Lârîcânî: Sizi teyit bâbında ben de şunu eklemek istiyorum: Allâme Tabatabâî de, Bakara Sûresi’nin 37. âyetinin tefsirinde, insanın bilginin/marifetin her bir menzilinde Rabbinden yeni kelimeler işittiğini söylemektedir. Bu kelimeler de gerçekte bilginin derecelerini temsil etmektedirler.

Dînânî: Evet, tam olarak böyledir.

Lârîcânî: Yani Allah, insandan sürekli olarak kendisine doğru gelmesini istemektedir.

Dînânî: İşte bu “öğrenme”, donuk ve katı olmamanın kendisidir.

Lârîcânî: Ne kadar da hikmetli bir ifade!

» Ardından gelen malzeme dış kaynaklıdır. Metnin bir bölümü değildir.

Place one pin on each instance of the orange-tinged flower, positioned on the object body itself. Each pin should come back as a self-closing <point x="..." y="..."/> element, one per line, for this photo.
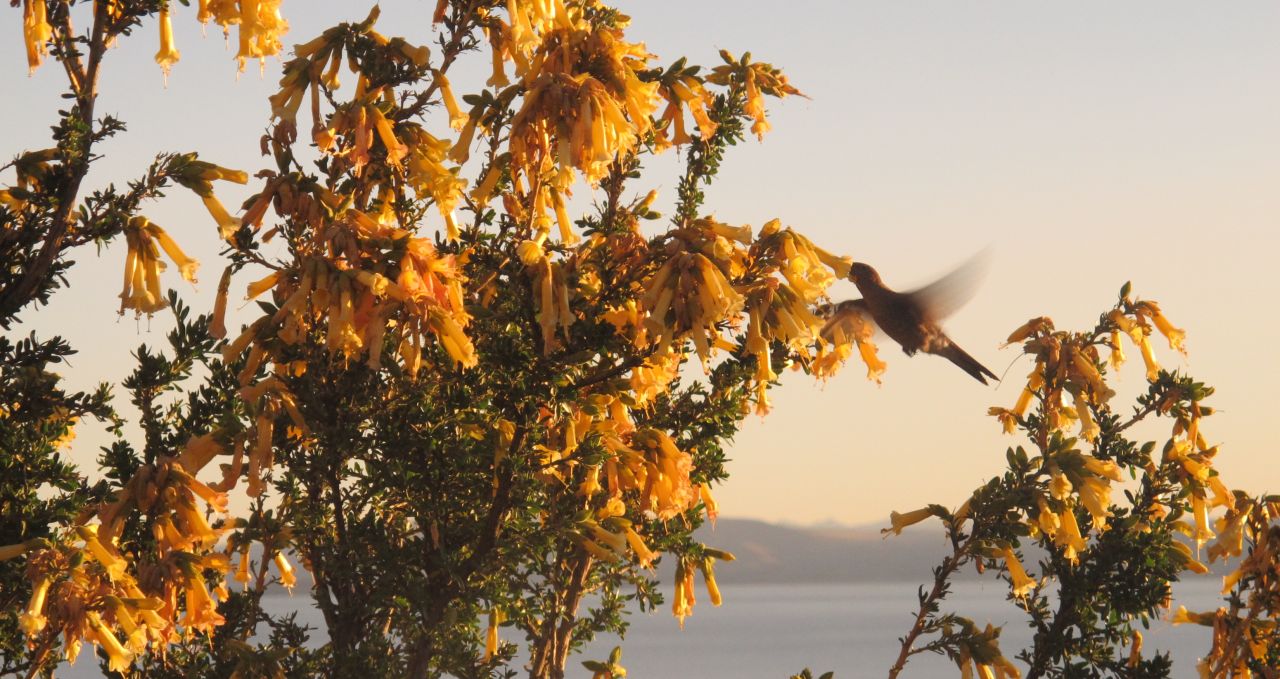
<point x="168" y="54"/>
<point x="897" y="522"/>
<point x="1200" y="510"/>
<point x="1183" y="616"/>
<point x="1176" y="337"/>
<point x="707" y="566"/>
<point x="490" y="642"/>
<point x="36" y="32"/>
<point x="644" y="556"/>
<point x="32" y="620"/>
<point x="118" y="657"/>
<point x="1148" y="358"/>
<point x="287" y="578"/>
<point x="457" y="119"/>
<point x="1189" y="560"/>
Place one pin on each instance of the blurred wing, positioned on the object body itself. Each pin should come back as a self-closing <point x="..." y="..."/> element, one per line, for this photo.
<point x="946" y="295"/>
<point x="841" y="315"/>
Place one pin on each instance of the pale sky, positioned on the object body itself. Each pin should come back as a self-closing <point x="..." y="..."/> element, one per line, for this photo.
<point x="1084" y="144"/>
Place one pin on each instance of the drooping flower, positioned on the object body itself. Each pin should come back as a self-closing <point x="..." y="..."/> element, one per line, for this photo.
<point x="168" y="54"/>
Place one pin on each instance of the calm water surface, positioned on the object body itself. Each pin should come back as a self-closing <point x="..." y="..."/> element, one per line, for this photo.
<point x="767" y="630"/>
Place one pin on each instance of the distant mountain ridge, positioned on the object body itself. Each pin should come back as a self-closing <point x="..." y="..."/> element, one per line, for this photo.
<point x="781" y="554"/>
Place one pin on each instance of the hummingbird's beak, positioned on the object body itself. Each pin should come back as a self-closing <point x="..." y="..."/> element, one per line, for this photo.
<point x="853" y="272"/>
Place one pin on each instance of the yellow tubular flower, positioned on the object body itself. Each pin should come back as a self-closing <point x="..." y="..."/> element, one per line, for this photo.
<point x="287" y="578"/>
<point x="1200" y="509"/>
<point x="118" y="657"/>
<point x="1148" y="358"/>
<point x="36" y="32"/>
<point x="901" y="520"/>
<point x="32" y="620"/>
<point x="1047" y="519"/>
<point x="168" y="54"/>
<point x="1089" y="429"/>
<point x="187" y="267"/>
<point x="1176" y="337"/>
<point x="242" y="569"/>
<point x="1069" y="538"/>
<point x="644" y="555"/>
<point x="1116" y="350"/>
<point x="457" y="119"/>
<point x="1183" y="616"/>
<point x="490" y="639"/>
<point x="1016" y="574"/>
<point x="1189" y="560"/>
<point x="707" y="566"/>
<point x="1136" y="650"/>
<point x="113" y="564"/>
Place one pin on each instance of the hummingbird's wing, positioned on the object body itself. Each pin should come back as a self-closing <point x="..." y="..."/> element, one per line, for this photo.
<point x="946" y="295"/>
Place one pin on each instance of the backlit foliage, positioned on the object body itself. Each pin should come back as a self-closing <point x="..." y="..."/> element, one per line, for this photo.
<point x="458" y="367"/>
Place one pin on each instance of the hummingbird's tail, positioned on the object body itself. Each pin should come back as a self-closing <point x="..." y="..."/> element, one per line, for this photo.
<point x="967" y="363"/>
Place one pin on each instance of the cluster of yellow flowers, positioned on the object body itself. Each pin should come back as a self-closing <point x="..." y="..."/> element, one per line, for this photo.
<point x="757" y="80"/>
<point x="86" y="589"/>
<point x="1069" y="364"/>
<point x="1247" y="630"/>
<point x="584" y="104"/>
<point x="259" y="23"/>
<point x="981" y="654"/>
<point x="142" y="265"/>
<point x="589" y="99"/>
<point x="684" y="600"/>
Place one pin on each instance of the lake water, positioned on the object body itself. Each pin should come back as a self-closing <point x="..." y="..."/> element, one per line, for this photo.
<point x="773" y="630"/>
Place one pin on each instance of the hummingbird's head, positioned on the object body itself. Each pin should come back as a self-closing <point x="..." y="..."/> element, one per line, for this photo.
<point x="862" y="273"/>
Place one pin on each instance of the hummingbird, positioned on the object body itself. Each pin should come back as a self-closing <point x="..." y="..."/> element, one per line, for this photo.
<point x="912" y="318"/>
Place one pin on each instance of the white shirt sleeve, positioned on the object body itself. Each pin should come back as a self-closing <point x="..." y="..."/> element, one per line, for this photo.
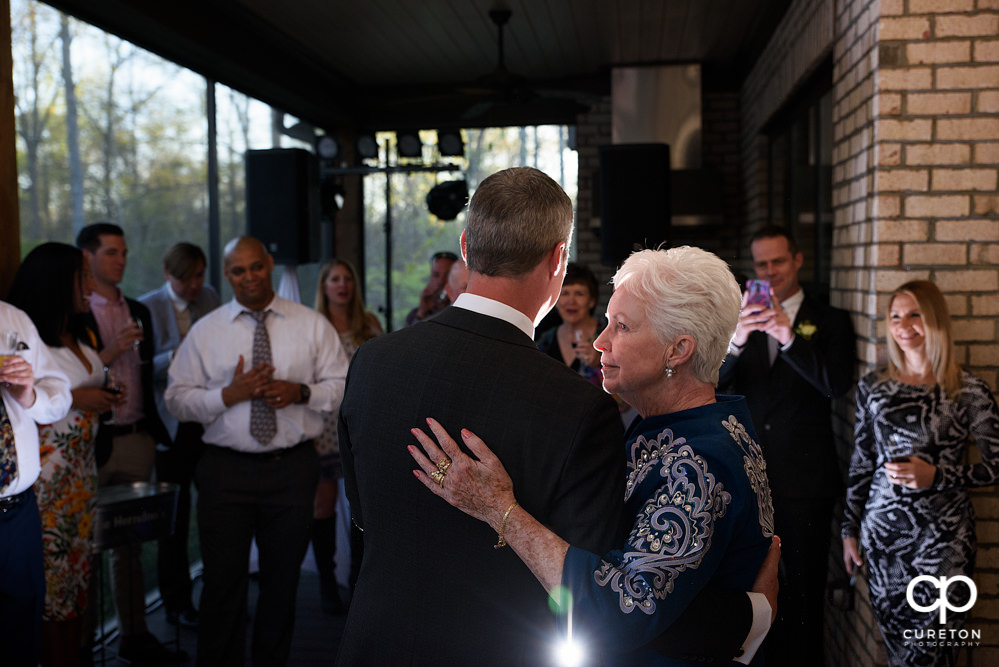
<point x="758" y="632"/>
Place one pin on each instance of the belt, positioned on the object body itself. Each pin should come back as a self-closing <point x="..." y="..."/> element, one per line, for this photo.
<point x="11" y="503"/>
<point x="118" y="430"/>
<point x="270" y="455"/>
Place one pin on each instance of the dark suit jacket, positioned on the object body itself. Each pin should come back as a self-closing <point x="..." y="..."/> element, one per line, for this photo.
<point x="431" y="589"/>
<point x="166" y="337"/>
<point x="790" y="402"/>
<point x="153" y="423"/>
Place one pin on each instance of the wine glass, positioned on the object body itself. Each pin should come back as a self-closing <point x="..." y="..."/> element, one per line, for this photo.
<point x="137" y="341"/>
<point x="111" y="386"/>
<point x="8" y="345"/>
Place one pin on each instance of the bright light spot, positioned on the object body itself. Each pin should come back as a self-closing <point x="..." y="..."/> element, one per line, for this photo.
<point x="569" y="653"/>
<point x="560" y="600"/>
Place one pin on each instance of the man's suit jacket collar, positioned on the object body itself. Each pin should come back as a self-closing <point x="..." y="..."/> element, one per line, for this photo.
<point x="482" y="325"/>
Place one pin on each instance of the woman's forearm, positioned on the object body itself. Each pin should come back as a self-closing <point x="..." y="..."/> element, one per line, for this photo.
<point x="541" y="550"/>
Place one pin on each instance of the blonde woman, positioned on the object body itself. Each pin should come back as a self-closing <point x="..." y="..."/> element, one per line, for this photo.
<point x="907" y="503"/>
<point x="338" y="297"/>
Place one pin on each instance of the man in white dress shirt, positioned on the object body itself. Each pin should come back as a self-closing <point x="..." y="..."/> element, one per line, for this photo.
<point x="175" y="307"/>
<point x="34" y="391"/>
<point x="258" y="372"/>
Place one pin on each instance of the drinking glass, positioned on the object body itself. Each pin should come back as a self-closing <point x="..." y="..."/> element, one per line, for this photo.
<point x="138" y="341"/>
<point x="8" y="345"/>
<point x="111" y="386"/>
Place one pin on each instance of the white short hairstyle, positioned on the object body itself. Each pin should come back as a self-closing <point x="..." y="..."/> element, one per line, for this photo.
<point x="689" y="291"/>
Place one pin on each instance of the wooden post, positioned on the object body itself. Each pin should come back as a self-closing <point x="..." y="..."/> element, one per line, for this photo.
<point x="10" y="225"/>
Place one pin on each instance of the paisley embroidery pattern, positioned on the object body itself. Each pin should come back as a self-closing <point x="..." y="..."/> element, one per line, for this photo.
<point x="755" y="467"/>
<point x="674" y="528"/>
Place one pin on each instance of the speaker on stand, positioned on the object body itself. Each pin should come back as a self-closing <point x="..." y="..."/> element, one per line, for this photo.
<point x="634" y="199"/>
<point x="282" y="203"/>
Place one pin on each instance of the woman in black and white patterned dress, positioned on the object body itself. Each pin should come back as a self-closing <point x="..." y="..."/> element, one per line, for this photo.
<point x="908" y="499"/>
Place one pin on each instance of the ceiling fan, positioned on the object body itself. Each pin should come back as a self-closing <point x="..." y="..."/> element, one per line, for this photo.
<point x="503" y="88"/>
<point x="499" y="97"/>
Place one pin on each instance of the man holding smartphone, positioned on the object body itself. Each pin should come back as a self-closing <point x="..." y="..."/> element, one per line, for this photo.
<point x="790" y="356"/>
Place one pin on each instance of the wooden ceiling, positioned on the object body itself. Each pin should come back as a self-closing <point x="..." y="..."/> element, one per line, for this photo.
<point x="410" y="64"/>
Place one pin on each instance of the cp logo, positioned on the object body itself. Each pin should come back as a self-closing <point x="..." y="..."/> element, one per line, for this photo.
<point x="943" y="584"/>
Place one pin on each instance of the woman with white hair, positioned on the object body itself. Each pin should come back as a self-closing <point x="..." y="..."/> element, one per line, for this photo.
<point x="697" y="492"/>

Dînânî: Elbette. Sonuçta Kur’ânî bir ifadedir. Yani Yüce Allah, bilgiyi akışkan bilmektedir. Bu öğrenmeler anbean yenilenmekte ve dur durak bilmemektedir.

Burada bir başka kurala daha değinmek istiyorum: Bu, aklî bir kuraldır ve insana pek çok yerde lazım olabilir. Nitekim biliyorsunuz ben de Kavâid-i Külli-i Felsefe (Felsefenin Genel Kuralları) adlı bir kitap kaleme almıştım. Bu duyu âleminde bildiğiniz/tanıdığınız hiçbir varlık, sadece mevcut olmakla yetinmez. Şu önümüzdeki masaya bir bakınız. Bu, sıvı değil, katı bir cisimdir. Bu masa, “kendi varlığında” (kendinde) bir masadır. Ancak aynı masa ve bunun gibi diğer her türlü varlık, kendi mevcudiyetiyle hiçbir zaman yetinmemektedir. Peki, bir varlığın var olmakla yetinmemesi ne demektir? Kendisinin de ötesine geçmesi/kendisini aşması demektir. Bu masa şu an sizin için duyumsanabilir midir, değil midir? Masada duyumsanabilirlik var mıdır? Sonuçta duyumsanmayabilir de…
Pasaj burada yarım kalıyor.